The investigation found that the United States participated in training and maneuvers with all the squadrons of Saudi and Emirati aircraft that carried out air strikes on Yemen, and that these practices took place on American soil at least four times, and included simulating air attack operations.
The joint investigation indicated that the Biden administration’s announcement last year to end “offensive” military support was not sincere. Analysis shows the continuation of maintenance contracts concluded by the US military and American companies to assist squadrons of aircraft that conduct offensive operations in Yemen.
The United States can limit air strikes on civilians by canceling maintenance contracts, noting that “there may be alternatives to munitions, but there is no alternative to these contracts and it is not possible to fly without them,” according to Representative Tom Malinowski, who served as Assistant Secretary of State for Human Rights during the Obama administration.
The investigation indicated that the United States does not deny its involvement in the crimes committed by the coalition of aggression in Yemen, but rather seeks to justify that involvement.
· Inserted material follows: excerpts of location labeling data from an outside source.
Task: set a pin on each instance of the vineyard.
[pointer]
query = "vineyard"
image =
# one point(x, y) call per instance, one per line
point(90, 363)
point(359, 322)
They do this by justifying, through US officials, the “importance of the alliance with Saudi Arabia” and “strengthening its defenses,” according to the State Department spokesperson.
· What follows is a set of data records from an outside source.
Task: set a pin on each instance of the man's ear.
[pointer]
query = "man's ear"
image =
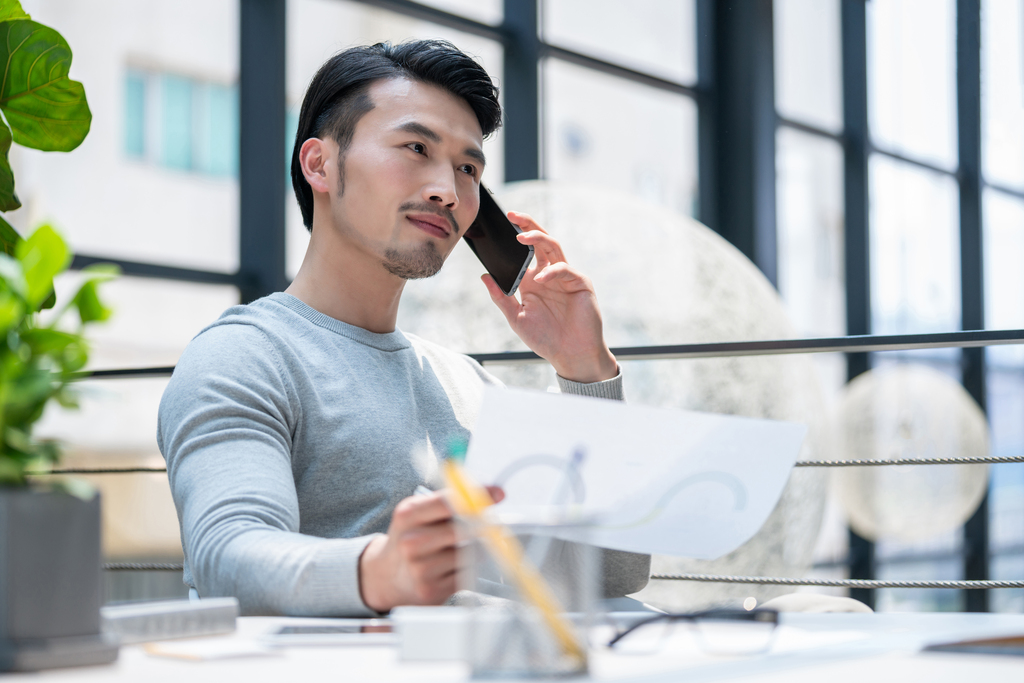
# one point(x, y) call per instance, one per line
point(312, 159)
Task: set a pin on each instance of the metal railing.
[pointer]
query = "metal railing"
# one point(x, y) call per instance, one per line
point(853, 344)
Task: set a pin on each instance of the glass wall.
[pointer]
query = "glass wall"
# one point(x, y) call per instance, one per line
point(157, 182)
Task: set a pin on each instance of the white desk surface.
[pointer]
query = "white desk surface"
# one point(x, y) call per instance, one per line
point(819, 648)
The investigation quoted US Army Major Rob Ludwick, a Pentagon spokesman, as acknowledging that “there is still a lot of work to be done” with the targeting procedures and investigative capabilities of the Saudi armed forces.
The Washington Post indicated that the contracts reviewed for this investigation were only a small part of the total US arms sales to the countries of the coalition of aggression because “details of some sales are never released to the public in some cases. One of those cases is direct commercial sales, where US companies sell directly to governments, and in some — such as arms deals worth less than $14 million — they don’t require congressional review and therefore, it is not publicly announced.”
The investigation denied allegations that the United States was not aware of the targets being hit by Saudi and Emirati fighters, noting that the former head of the US Central Command, General Joseph Votel, confirmed in his testimony in 2019 that “the United States has access to a detailed database of the coalition air strikes in Yemen.”
Moreover, it added that this database confirms that “some US officials have knowledge of the weapons that were used and the squadrons that participated in the air strikes that resulted in more harm to civilians than what is reported to the public and members of Congress.”
Ona Hathaway, a professor of law and political science at Yale University School of Law, pointed out that US sales that support violations of humanitarian and international law by the Saudis constitute complicity in war crimes.
The investigation also refuted US allegations of taking measures to “avoid civilian casualties” by sending in advisers, and later by adopting a policy requiring the sale of precision-guided missiles.
The investigation also refuted US allegations of taking measures to “avoid civilian casualties” by sending in advisers, and later by adopting a policy requiring the sale of precision-guided missiles. It explained that Human rights analysts in Yemen have confirmed they have not seen “real” change in the air campaign from these taken procedures. The Saudi aerial targeting of Yemen remains responsible for the vast majority of civilian deaths.